教育分野では、最近バイドゥは教育事業部を設立し、教育機関に教育サービスの解決プランや核心的ユーザー育成システム、核心的ユーザー普及システムなどのサービスを提供している。一方、テンセントは前後して教育事業者の「跨考(異なる専門に跨る受験)教育」や教育アプリの「優答」に投資した。

 交通や不動産・ホテル、観光を見てみよう。アリババは投資ラウンドのシリーズDの相乗りサービス「Lyft」に2億5000万ドルを主導的立場で投資し、タクシーの配車関連には数千万ドルを投資した。

 実際、医療や教育、交通、不動産・ホテル、観光などいくつかの業種に限らず、消費者に関連するあらゆる業種のうち、BATが足を踏み入れていない場所を探すのは、もはや非常に難しくなっている。

 ネット企業の花形たちはいまや科学技術発展のフロンティアに足を踏み入れ始め、未来を定義づける技術の進歩を促している。
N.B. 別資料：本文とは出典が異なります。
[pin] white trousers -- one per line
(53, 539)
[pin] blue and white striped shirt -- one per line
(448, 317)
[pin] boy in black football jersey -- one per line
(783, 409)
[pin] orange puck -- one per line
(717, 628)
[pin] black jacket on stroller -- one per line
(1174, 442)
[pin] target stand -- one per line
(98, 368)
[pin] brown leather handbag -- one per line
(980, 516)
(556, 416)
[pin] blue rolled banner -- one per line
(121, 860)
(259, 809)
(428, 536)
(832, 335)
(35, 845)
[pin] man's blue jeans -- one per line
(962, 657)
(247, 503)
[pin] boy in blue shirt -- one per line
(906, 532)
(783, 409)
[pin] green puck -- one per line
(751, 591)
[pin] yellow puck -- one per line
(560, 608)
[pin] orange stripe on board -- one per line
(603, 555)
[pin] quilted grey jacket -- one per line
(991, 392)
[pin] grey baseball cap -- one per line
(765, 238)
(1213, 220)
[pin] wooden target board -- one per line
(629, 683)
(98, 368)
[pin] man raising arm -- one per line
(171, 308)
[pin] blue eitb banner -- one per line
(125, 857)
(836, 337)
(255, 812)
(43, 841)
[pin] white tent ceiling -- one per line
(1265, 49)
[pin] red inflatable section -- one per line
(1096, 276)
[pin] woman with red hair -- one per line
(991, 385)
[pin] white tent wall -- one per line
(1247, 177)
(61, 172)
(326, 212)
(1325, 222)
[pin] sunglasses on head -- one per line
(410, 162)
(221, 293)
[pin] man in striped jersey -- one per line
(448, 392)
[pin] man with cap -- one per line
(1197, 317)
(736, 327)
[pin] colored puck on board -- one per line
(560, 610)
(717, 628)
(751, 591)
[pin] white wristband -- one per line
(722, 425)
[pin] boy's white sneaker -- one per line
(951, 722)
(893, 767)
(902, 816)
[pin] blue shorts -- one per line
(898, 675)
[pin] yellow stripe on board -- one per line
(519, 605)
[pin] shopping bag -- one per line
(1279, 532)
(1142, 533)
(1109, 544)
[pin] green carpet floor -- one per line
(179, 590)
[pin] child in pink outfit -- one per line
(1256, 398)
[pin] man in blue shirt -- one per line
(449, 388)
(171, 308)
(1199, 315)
グーグルとアップルは自動運転車に巨額を投じ、バイドゥも「バイドゥ自動車大脳」を核心的技術とする自動運転車の研究開発を発表した。

 バイドゥの時間測定によると、烏鎮のインターネット大会で習近平国家主席は、バイドゥの展示ホールに10分46秒間立ち止まり、少し前に走行テストを成功させた自動運転車を観察した。そして「技術の自主的な研究開発レベルはどうか」「スピードはどれだけ出せるのか」「コストはどうか」「いつ大規模な商用化を実現できるのか」などと続けざまに質問した。

もはやビッグデータの時代
すでに中国文化の一部に

 「ネットが新経済により大きな役割を発揮することに、ネットリーダーたちは気付いている」と雑誌『中国情報化』の執行社長、電子工業出版社研究院主席アナリストの熊偉氏は見る。

 中国最大のポータルサイトである「新浪」の曹国偉董事長は2015年3月、「『インターネット+(プラス)』は新経済の形態を代表している」と述べた。彼はまた、ネットが伝統的な業界を変える「4段階論」を打ち出している。